Khodorkovsky’s release, which came after he spent a decade behind bars for politically motivated convictions, depended on the whim of just one man in the Kremlin: Putin. That’s fitting, if depressing, because so did his two court convictions for shady business practices that were common among his peers at the time.

Putin is astute. For a while there, it looked as though he might have spent $48 billion on the Olympics only for it to become a tribune for complaints by a worldwide coalition of human-rights activists and other lobbies. With the games less than two months away, he is now moving to prevent that.

The country’s parliament, a rubber stamp for Putin’s wishes, this week issued an amnesty that will release about 20,000 prisoners. These will include 30 Greenpeace activists and journalists who face trial on charges of hooliganism after they staged a protest against a Russian offshore drilling operation. And last week, Russia’s Supreme Court ordered a review of the prison sentence being served by members of the all-girl punk performance band Pussy Riot, jailed last year for lip-syncing an anti-Putin song in a church.

Human-rights campaigners trying to get commercial sponsors of the Olympic Games to withdraw their support shouldn’t be deterred by Putin’s shows of magnanimity. Prisoners may be allowed to go free, but left behind is a legal system that enables the entrapment of anyone who runs afoul of the authorities, at any time, for any reason.
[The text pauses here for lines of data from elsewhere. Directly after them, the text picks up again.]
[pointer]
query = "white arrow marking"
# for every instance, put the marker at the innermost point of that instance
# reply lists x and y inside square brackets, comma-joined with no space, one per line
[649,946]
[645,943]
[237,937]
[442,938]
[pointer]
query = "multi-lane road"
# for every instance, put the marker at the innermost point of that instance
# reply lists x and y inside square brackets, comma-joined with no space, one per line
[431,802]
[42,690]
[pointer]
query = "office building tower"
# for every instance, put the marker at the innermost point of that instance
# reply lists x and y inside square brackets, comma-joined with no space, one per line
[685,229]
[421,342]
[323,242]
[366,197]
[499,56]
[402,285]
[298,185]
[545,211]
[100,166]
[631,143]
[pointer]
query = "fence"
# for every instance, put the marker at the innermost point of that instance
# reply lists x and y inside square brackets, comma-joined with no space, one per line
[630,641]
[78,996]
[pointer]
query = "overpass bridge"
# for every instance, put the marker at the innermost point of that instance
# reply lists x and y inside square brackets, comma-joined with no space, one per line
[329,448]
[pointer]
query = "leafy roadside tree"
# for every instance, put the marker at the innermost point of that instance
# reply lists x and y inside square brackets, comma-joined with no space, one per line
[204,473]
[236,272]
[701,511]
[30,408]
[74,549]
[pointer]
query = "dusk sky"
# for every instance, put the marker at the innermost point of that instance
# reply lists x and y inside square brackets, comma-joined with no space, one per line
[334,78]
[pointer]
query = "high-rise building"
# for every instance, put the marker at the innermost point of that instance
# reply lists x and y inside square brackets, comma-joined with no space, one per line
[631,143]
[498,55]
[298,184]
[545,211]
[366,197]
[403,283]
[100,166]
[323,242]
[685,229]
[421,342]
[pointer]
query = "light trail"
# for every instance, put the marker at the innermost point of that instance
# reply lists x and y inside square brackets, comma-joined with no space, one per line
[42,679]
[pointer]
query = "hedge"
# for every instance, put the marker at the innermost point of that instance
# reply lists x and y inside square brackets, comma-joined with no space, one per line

Putin’s law against gay “propaganda” would be suspect under any system. For Russians it is especially pernicious, as they know that such regulations are vaguely worded precisely so they can be applied at a prosecutor’s whim. In this case, that could mean punishment for an act as simple as holding hands in public.

Khodorkovsky could have faced a fresh batch of charges next year to keep him in jail when his term ends. That’s what happened in 2010. Putin, however, appears to have decided that he no longer needs to be made an example. Greenpeace and Pussy Riot, too, have served their admonitory purposes, and these acts of amnesty only serve to further demonstrate Putin’s power.

Khodorkovsky was once the richest man in Russia, with a fortune worth $15 billion. But he had the temerity to fund opposition political parties, and in 2003 he even harangued Putin on television about corruption among top government officials. Soon afterward, he was on trial. No current Russian oligarch would make the same mistake today.

The former oil magnate is no saint. His fortune was abetted by corruption — his own and that of former President Boris Yeltsin’s government. Yet these sins were ubiquitous in the Russia of the 1990s and 2000s. Justice was arbitrary, because only Khodorkovsky was chosen.

It is too much to hope that Putin will change what has thus far been a successful strategy, giving him almost unlimited, arbitrary power. Yet he must know that the health of Russian society — and the growth of the Russian economy — depends on more than one man. It depends on developing the rule of law.